Saturday, 18 August 2007

Safeguarding Workers' Rights in Malta

There was a time in Malta, over 20 years ago, when the Malta Labour Party (MLP) and the General Workers Union (GWU) worked very hard to put an end to the unemployment problem tormenting various members of the Maltese society. The same organisations were also viewed as champions of workers' rights. During those days, the commitment to promote socialist beliefs was clearly evident when one listened to the representatives of the MLP and of the GWU.

Nowadays, it seems that both the MLP and the GWU need to reinsert the word "socialism" into their agendas. I cannot understand why there appears to be so little mention of the socialist ideology by the people who are suppoesdly struggling to transform the Maltese society into a perfectly socialist one. By adhering to ideological principles, it becomes easier to focus on the main goals that an organisation would like to achieve. Of course, such principles should not be seen as dogmas, but as guides to action. To those familiar with Marx's work, this notion is not new.

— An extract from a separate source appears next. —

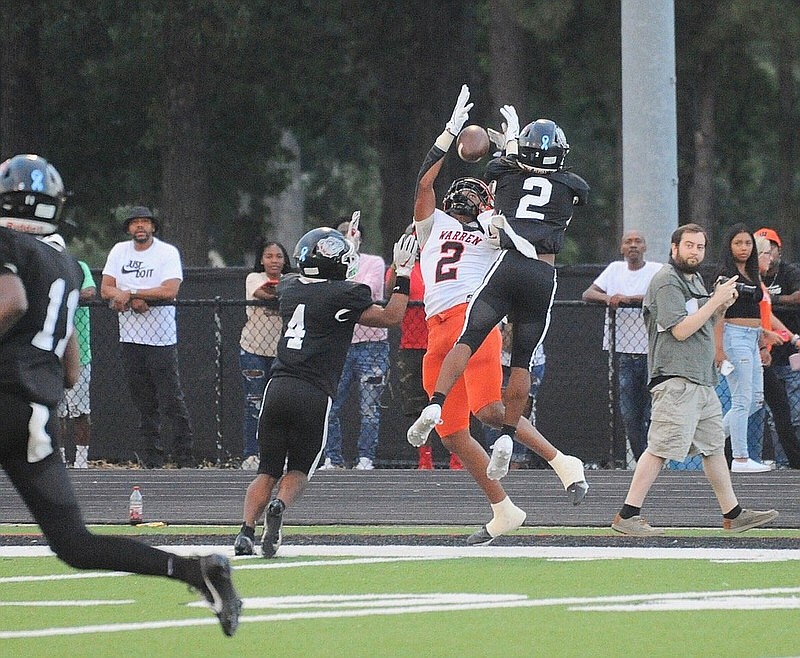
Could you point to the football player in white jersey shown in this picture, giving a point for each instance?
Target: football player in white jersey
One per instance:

Over the past few years, Malta has witnessed a growing level of tension with respect to the idea of foreigners working here. As a Socialist, my stance is an internationalist one; I view all workers as human beings who have the same rights, regardless of their passport country. Nationality is something which is usually imposed on a person; which person was ever asked where he/she would like to be born? The typical employer rarely cares about an employee's nationality; he/she is normally more interested in determining the extent to which that person could contribute to increasing one's profit at a very low cost.

When it comes to employment, I believe that all human beings are born with the same right to have a job with a living wage and decent conditions. While some people would prefer to promote racist conflicts between the inhabitants of one country and another, I think that we ought to focus on safeguarding workers' rights, regardless of their nationality.

The MLP and the GWU need to keep their eyes wide open to monitor what is going on in various workplaces in Malta. Courses should be organised to inform workers about their rights and demonstrations should also be carried out against any acts of exploitation that cripple the lives of countless workers. Whoever turns a blind eye to such matters cannot be regarded as a socialist.

To conclude, I would like to mention the message of a poster that was used by one of the leftist political parties in Italy for Workers' Day. The poster stated that regardless of a person's skin colour, sweat has the same colour on everyone's skin. Let us all unite to safeguard workers' rights in Malta and in the world!

1 comment:

La delirante said...

I believe the political parties have somehow forgotten what their ideologies are supposed to be. They are just interested in getting to power. I read some days ago about a labour MP who suggested the need for a bus for coloured people living in Marsa. Have they forgotten the apartheid? What do they really believe in?